Es wurden noch keine Adressen zu dieser Person erfasst!

Familiäre Beziehung
Berufliche Beziehung
Beziehung, Bekanntschaft, Freundschaft
  • Goldene Kamera
  • Karl-Renner-Preis für Publizistik
  • Prix Italia (Verleihung: 1985)
  • Rudolf-Henz-Preis (Verleihung: 1986)
  • Dritter Preis der Internationalen Filmfestspiele in Locarno (Verleihung: 1987)
  • Großer Österreichischer Staatspreis für Filmkunst

Axel Corti, * 7. Mai 1933 Paris, † 29. Dezember 1993 Oberndorf bei Salzburg, Regisseur, Filmschaffender, Schriftsteller, Publizist, Gattin Cecily Herberstein.

Biographie

Axel Corti wurde am 5. Mai 1933 als Sohn des italienisch-österreichischen Kaufmanns und Geschäftsreisenden Carl Edgar Fuhrmans und der aus der Schwarzwaldregion in Deutschland kommenden Ingeborg Kutzner unter dem Namen Leopold Karl Anatole Axel Fuhrmans in Paris / Boulogne-Billancourt geboren. Nach Paris ist die Familie aus geschäftlichen Gründen bereits 1928 gezogen. Der Vater war Geschäftspartner der französischen Staatsbahnen und handelte mit Lokomotiven. Corti sollte in Paris auch seine ersten zehn Lebensjahre verbringen. Er erinnerte sich später gerne an die Kinderjahre im väterlichen Umfeld und die glückliche Nähe zur Eisenbahn. Auch die Analyse seines späteren filmischen Schaffens hebt die Dampflok als wiederkehrendes visuelles Thema seiner Werke hervor.

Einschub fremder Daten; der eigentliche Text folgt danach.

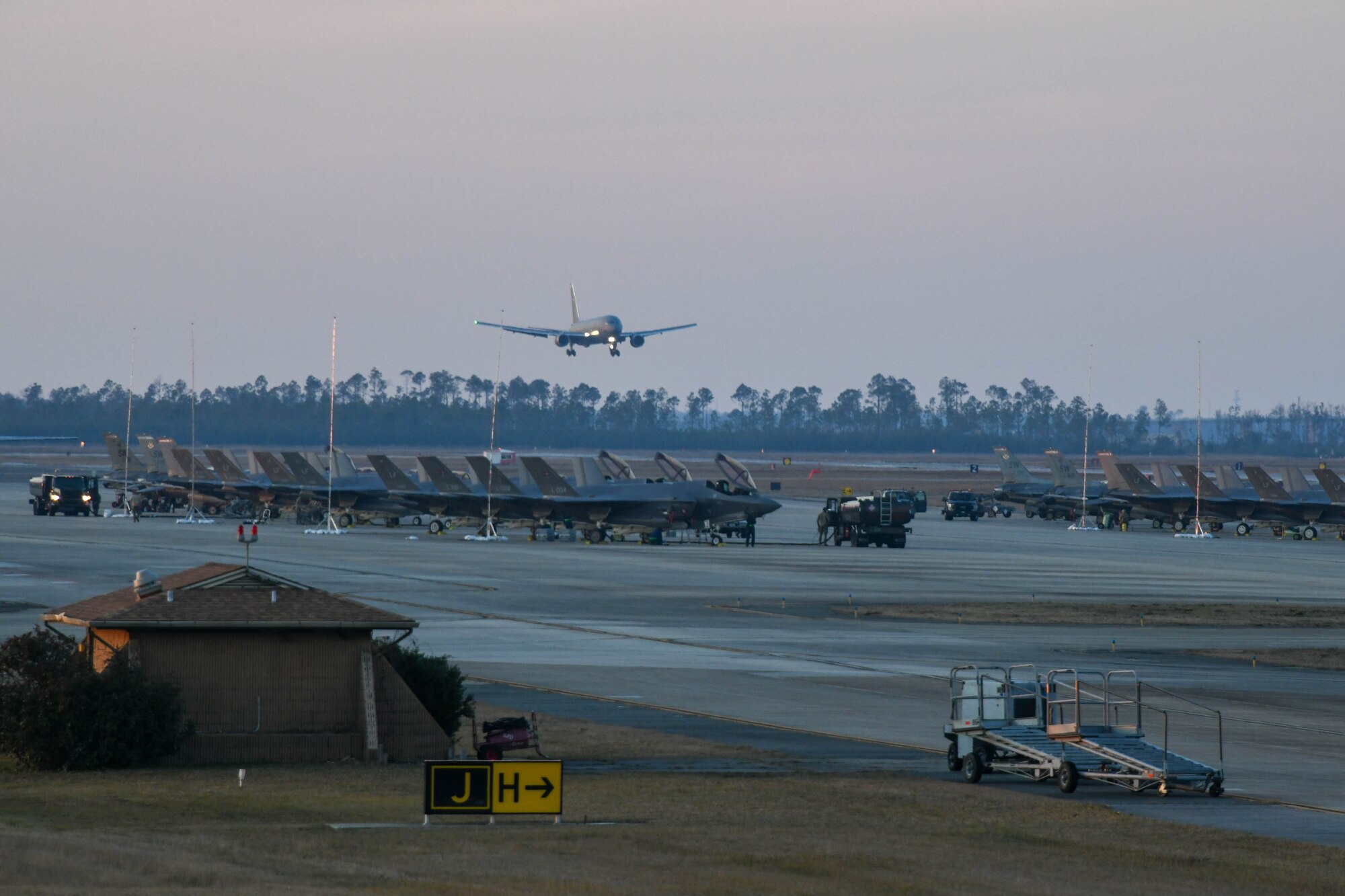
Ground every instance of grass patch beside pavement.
[831,600,1345,628]
[1190,647,1345,671]
[0,764,1345,896]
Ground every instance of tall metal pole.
[486,308,504,537]
[121,327,136,520]
[187,321,196,517]
[1079,343,1092,529]
[1196,339,1205,536]
[327,316,336,524]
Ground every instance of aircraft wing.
[472,320,569,337]
[624,324,695,339]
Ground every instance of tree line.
[0,367,1345,456]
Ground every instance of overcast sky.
[0,0,1345,411]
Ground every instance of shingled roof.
[43,564,417,630]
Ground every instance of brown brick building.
[43,564,452,763]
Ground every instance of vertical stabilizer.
[1154,463,1182,491]
[519,458,580,498]
[654,451,691,482]
[102,432,149,477]
[1177,464,1228,498]
[1116,464,1161,495]
[1046,448,1084,489]
[280,451,327,489]
[416,455,472,495]
[570,458,607,486]
[1243,467,1294,503]
[369,455,420,491]
[1215,464,1247,495]
[206,448,247,482]
[1098,451,1130,491]
[1280,467,1318,494]
[1313,470,1345,505]
[467,455,523,497]
[995,446,1041,483]
[247,451,299,486]
[597,451,635,479]
[136,436,178,474]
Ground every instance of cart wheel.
[962,752,985,784]
[948,741,962,771]
[1056,760,1079,794]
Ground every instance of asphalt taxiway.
[0,485,1345,845]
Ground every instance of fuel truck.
[818,489,927,548]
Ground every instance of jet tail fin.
[597,451,635,479]
[102,432,149,475]
[206,448,247,482]
[416,455,472,495]
[1098,451,1130,491]
[280,451,327,489]
[332,448,359,478]
[714,454,757,491]
[1313,469,1345,505]
[249,451,299,486]
[1243,467,1294,501]
[654,451,691,482]
[369,455,420,491]
[1177,464,1228,498]
[1215,464,1245,495]
[1116,464,1162,495]
[995,446,1041,485]
[172,448,217,482]
[1154,463,1194,489]
[467,455,523,495]
[1282,467,1313,493]
[136,436,172,475]
[1046,448,1084,489]
[521,458,580,498]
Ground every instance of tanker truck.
[818,489,919,548]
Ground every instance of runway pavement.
[0,485,1345,844]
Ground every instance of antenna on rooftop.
[1071,343,1098,532]
[1173,339,1213,538]
[178,321,215,525]
[121,327,136,520]
[304,316,346,536]
[464,308,508,541]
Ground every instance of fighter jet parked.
[473,284,695,358]
[1243,467,1345,541]
[994,446,1052,517]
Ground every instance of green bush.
[381,643,476,739]
[0,628,190,771]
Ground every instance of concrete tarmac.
[0,485,1345,844]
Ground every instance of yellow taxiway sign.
[425,759,564,815]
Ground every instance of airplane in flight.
[472,284,695,358]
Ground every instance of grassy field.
[1190,647,1345,671]
[0,766,1345,895]
[831,600,1345,628]
[0,706,1345,896]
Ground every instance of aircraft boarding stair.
[944,666,1224,797]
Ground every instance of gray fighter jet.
[473,284,695,358]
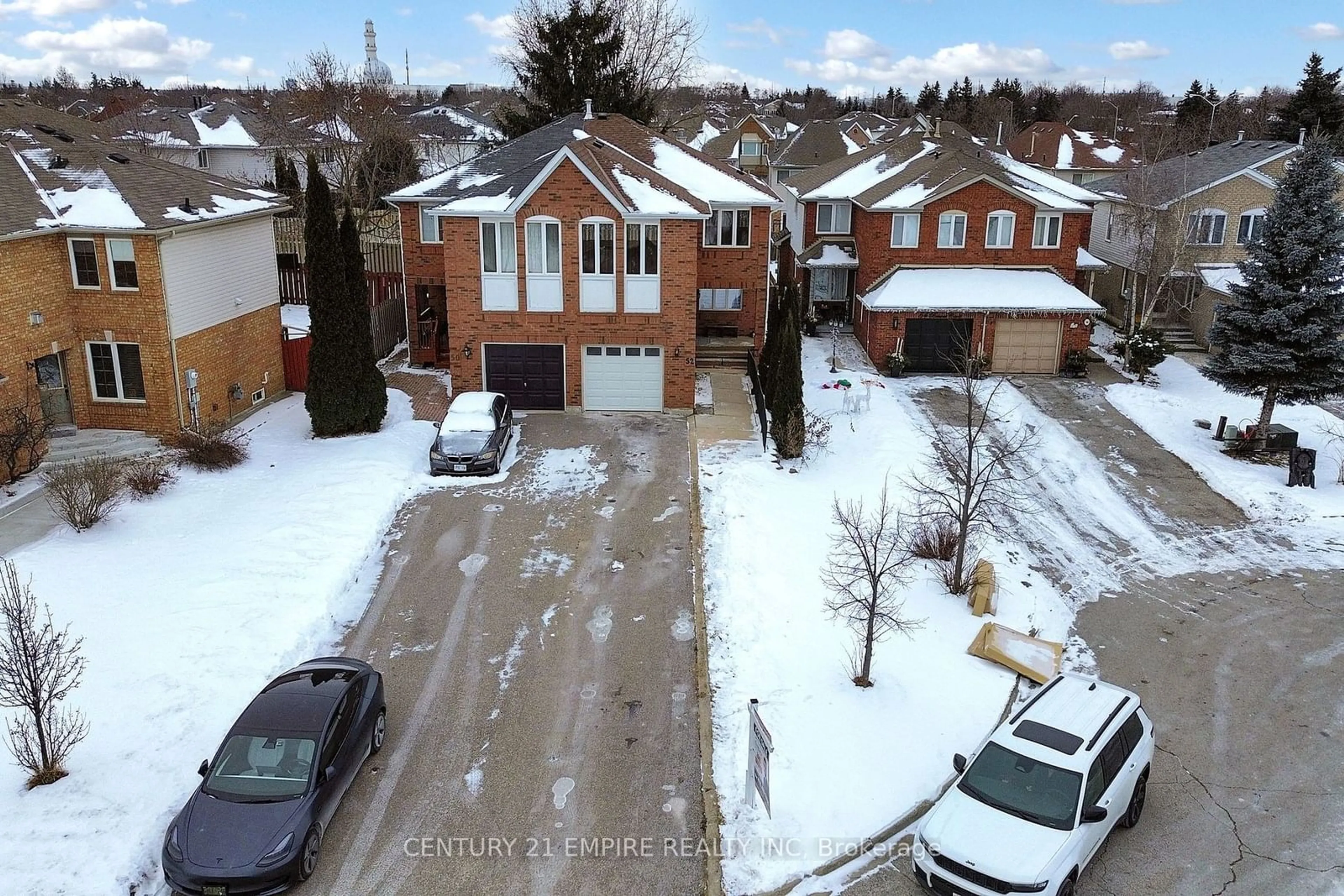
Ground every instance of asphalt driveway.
[304,415,703,896]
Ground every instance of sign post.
[747,697,774,817]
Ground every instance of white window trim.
[891,211,920,248]
[102,237,140,293]
[1185,208,1240,246]
[709,205,751,248]
[1031,211,1064,248]
[985,208,1017,248]
[817,202,853,237]
[415,203,443,243]
[85,339,149,404]
[937,210,970,248]
[66,237,102,291]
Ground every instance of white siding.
[159,216,280,339]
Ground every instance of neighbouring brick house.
[0,99,284,437]
[388,114,778,411]
[782,122,1102,373]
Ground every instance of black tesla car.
[429,392,513,475]
[163,657,387,896]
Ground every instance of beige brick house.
[0,99,284,446]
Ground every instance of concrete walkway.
[695,369,761,445]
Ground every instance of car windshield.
[957,741,1083,830]
[206,735,317,802]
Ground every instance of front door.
[32,352,75,426]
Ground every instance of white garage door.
[990,317,1063,373]
[583,345,663,411]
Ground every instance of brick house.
[388,114,778,411]
[0,99,284,437]
[781,124,1102,373]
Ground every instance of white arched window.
[938,211,966,248]
[1185,208,1227,246]
[524,216,565,312]
[579,218,616,313]
[985,208,1017,248]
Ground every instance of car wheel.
[298,827,323,880]
[368,709,387,756]
[1120,771,1148,827]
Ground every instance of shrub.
[910,517,957,562]
[126,454,177,498]
[43,454,126,532]
[173,421,247,470]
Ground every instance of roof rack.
[1083,694,1129,752]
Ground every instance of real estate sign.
[747,699,774,816]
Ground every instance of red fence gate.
[280,336,313,392]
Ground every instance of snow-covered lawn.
[1106,357,1344,523]
[0,391,446,896]
[700,340,1075,893]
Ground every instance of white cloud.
[0,0,115,19]
[1106,40,1171,62]
[1297,21,1344,40]
[466,12,513,38]
[215,56,257,78]
[821,28,883,59]
[0,19,211,78]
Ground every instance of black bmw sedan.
[163,657,387,896]
[429,392,513,475]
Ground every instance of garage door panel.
[583,345,663,411]
[993,318,1063,373]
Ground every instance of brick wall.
[177,305,285,422]
[441,161,699,408]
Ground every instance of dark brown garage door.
[902,317,970,373]
[485,343,565,411]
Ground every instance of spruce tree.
[770,282,805,459]
[304,155,368,438]
[1274,52,1344,142]
[340,205,387,432]
[1203,138,1344,435]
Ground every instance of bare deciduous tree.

Mit dem Übergreifen des NS-Terrors auf Frankreich im Zuge des zweiten Weltkriegs endete diese durchaus als glücklich zu beschreibende Kindheit. Die Familie versuchte an der Oberfläche eine gewisse Form der Normalität beizubehalten, jedoch durch die Involvierung des Vaters in die Résistance war es nach mehrmaligen Ortswechseln ab 1939 schließlich notwendig 1943 in die sichere Schweiz zu emigrieren. Dies gelang für die Mutter und Kinder, der Vater jedoch erhielt kein Asyl, musste in Frankreich bleiben und verstarb 1945 noch vor Kriegsende.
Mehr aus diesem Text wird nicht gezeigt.